In 2003 he was nominated for an ESPY for “Best Disabled Athlete.” The same year he was nominated for a Laureus World Sports “Sportsperson of the Year with a Disability.” Prior to the 2012 London Paralympics, he was featured in PBS’s “Medal Quest: American Athletes and the Paralympic Games.” He won a bronze medal in men’s wheelchair basketball at both the 2012 Summer Paralympics and the 2000 Sydney Paralympics. He placed fourth at the 2008 Beijing Paralympic Games.
He took gold at the 2011 in the Parapan American Games, silver at the1997 U23 World Championship, gold at the 1998 IWBF World Championships, bronze at the 2001 U23 World Championships, silver at the 2006 IWBF World Championships, and bronze at the 2010 IWBF World Championships.
After graduating from college, he played on the Dallas Mavericks team that won four National Championships (2003, 2005, 2007, 2009).

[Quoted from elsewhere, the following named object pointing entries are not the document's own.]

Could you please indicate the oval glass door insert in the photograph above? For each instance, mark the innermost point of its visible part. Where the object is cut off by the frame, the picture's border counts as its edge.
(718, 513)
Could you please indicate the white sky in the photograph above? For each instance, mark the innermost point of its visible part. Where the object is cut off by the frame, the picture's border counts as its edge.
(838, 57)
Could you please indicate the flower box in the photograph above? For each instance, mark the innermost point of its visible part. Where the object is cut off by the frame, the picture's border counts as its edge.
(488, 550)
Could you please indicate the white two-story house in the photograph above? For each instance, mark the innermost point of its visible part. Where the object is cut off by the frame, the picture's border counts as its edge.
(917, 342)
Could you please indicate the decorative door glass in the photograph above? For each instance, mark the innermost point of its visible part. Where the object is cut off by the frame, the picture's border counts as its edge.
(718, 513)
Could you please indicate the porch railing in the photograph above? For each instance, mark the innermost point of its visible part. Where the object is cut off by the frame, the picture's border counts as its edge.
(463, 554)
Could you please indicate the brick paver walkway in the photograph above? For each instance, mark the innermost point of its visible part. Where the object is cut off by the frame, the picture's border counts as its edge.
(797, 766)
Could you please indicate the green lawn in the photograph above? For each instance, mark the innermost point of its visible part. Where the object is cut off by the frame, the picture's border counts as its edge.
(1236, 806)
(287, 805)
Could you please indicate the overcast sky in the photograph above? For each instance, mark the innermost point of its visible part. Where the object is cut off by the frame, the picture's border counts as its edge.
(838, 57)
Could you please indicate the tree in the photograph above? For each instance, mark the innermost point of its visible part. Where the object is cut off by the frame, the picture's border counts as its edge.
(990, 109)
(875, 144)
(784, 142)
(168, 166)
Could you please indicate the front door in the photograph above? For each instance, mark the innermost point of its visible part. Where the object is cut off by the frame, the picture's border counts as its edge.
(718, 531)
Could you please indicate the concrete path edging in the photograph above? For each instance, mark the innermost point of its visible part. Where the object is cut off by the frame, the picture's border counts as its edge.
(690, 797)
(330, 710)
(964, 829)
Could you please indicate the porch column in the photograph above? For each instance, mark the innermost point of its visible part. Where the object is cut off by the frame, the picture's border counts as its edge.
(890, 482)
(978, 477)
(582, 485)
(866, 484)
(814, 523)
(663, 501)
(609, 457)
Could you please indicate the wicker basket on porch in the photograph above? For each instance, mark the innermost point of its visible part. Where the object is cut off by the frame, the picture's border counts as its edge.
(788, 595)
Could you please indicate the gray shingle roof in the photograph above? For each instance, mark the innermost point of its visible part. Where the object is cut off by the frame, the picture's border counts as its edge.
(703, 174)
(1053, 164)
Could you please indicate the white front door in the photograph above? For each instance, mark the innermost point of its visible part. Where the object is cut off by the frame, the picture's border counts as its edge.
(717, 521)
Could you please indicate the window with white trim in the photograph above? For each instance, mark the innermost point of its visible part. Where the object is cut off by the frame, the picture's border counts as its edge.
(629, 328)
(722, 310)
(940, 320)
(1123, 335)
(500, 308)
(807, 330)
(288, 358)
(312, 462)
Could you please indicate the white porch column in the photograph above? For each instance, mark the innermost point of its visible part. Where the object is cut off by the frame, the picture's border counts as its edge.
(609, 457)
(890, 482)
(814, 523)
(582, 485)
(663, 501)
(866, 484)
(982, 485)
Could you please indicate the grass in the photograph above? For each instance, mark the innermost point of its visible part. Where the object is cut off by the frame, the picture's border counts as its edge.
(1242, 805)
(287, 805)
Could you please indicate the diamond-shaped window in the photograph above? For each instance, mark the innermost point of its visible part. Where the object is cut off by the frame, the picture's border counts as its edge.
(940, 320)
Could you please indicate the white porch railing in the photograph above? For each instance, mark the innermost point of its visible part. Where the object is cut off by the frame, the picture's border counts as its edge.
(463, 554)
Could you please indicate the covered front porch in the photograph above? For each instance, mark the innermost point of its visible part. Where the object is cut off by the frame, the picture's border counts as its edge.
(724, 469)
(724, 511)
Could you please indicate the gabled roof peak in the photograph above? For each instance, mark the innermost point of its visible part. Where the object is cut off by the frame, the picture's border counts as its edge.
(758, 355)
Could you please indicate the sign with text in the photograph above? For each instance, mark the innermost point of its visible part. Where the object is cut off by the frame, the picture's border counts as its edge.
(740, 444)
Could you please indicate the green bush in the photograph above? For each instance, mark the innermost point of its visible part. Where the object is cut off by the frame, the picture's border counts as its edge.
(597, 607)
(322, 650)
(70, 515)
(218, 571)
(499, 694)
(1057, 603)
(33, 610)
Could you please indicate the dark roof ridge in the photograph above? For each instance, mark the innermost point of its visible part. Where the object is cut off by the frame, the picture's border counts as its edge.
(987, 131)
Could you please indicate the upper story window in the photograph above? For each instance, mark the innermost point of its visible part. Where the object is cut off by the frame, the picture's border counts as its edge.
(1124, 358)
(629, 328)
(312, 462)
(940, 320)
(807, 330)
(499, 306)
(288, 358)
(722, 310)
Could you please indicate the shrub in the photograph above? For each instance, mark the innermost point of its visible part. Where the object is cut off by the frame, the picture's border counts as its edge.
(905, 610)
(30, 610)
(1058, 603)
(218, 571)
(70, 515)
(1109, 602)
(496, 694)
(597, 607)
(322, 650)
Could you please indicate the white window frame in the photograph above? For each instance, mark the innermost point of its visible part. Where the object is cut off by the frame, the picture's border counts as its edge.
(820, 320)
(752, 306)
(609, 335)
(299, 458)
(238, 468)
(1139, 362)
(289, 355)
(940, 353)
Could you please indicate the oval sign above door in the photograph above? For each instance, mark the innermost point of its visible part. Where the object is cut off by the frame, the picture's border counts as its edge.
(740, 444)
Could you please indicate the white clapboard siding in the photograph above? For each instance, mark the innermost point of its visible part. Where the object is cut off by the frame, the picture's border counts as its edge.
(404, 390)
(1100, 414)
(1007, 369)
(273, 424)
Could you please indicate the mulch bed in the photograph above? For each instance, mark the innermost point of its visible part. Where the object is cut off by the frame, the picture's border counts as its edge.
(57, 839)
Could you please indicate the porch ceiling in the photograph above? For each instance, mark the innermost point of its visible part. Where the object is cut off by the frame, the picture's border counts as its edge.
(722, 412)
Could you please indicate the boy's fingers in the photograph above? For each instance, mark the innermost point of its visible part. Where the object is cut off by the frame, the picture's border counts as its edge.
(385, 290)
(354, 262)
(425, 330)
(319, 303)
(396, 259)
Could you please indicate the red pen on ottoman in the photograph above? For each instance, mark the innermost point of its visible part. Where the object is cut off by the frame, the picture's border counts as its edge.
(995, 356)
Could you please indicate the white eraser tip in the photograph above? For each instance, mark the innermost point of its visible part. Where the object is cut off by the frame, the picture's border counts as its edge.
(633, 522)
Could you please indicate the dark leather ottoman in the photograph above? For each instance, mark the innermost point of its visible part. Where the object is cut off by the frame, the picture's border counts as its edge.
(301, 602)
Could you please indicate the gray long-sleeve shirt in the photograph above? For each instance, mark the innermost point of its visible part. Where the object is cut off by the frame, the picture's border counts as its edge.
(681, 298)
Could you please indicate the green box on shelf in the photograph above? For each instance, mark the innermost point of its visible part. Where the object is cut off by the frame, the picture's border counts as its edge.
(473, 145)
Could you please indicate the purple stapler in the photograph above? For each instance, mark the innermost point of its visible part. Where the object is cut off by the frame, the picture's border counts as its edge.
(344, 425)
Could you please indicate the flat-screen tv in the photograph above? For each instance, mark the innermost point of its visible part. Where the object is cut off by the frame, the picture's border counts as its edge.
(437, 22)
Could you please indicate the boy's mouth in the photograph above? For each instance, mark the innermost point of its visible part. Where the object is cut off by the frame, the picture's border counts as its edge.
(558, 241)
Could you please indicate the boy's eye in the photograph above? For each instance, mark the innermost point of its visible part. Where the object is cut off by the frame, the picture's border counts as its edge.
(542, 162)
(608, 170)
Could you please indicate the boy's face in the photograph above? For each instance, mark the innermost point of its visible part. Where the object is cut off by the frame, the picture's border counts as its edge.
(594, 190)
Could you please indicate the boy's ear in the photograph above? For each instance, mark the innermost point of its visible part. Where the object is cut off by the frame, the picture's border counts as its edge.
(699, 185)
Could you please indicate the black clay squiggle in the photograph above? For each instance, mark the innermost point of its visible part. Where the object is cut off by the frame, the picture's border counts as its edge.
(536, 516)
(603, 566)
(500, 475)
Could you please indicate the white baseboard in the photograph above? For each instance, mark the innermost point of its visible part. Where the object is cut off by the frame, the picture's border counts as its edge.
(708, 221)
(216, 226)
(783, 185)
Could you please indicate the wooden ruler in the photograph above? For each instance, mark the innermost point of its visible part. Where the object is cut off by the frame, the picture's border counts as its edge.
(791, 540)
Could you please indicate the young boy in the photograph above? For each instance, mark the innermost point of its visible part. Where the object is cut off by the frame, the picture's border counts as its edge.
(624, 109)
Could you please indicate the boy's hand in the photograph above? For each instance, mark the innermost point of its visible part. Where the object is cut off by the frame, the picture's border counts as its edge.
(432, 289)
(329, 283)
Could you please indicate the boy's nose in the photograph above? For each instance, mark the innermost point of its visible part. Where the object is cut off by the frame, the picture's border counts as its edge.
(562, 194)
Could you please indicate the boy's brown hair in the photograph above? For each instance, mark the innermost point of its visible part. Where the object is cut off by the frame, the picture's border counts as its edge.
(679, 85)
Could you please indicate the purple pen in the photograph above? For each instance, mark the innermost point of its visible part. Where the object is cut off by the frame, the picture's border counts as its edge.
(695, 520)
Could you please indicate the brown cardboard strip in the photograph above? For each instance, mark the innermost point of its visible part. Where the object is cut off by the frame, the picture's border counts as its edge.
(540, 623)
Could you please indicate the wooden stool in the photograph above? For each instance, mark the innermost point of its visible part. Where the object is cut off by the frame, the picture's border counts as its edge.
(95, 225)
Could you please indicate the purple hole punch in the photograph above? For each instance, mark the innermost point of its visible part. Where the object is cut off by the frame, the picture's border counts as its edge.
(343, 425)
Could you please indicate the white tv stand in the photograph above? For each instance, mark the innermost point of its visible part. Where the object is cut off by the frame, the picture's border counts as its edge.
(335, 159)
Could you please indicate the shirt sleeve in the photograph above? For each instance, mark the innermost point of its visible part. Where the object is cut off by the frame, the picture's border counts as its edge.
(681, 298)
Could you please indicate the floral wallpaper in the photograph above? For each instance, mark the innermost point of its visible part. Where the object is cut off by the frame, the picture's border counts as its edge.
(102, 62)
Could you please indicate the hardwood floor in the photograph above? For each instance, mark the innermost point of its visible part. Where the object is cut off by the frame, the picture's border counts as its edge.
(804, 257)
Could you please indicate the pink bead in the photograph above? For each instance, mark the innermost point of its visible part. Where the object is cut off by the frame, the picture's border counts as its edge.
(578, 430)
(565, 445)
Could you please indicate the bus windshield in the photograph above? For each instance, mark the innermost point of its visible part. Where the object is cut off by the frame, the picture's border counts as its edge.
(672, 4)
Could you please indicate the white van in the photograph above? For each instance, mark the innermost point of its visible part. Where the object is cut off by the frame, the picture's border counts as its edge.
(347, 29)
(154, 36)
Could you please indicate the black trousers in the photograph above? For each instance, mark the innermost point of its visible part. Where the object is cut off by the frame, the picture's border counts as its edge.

He later became the team’s coach.
Schulte designs sports and recreation equipment for entry level, advanced, and elite athletes who are handcyclists or play wheelchair basketball or tennis, or race. A performance basketball wheelchair of his design bears his name.
He announced his retirement from the USA Men’s Paralympic Wheelchair Basketball National Team in March 2016.
Schulte and his wife, Megan, are the parents of one son. Shulte is a member of The Church of Jesus Christ of Latter-day Saints.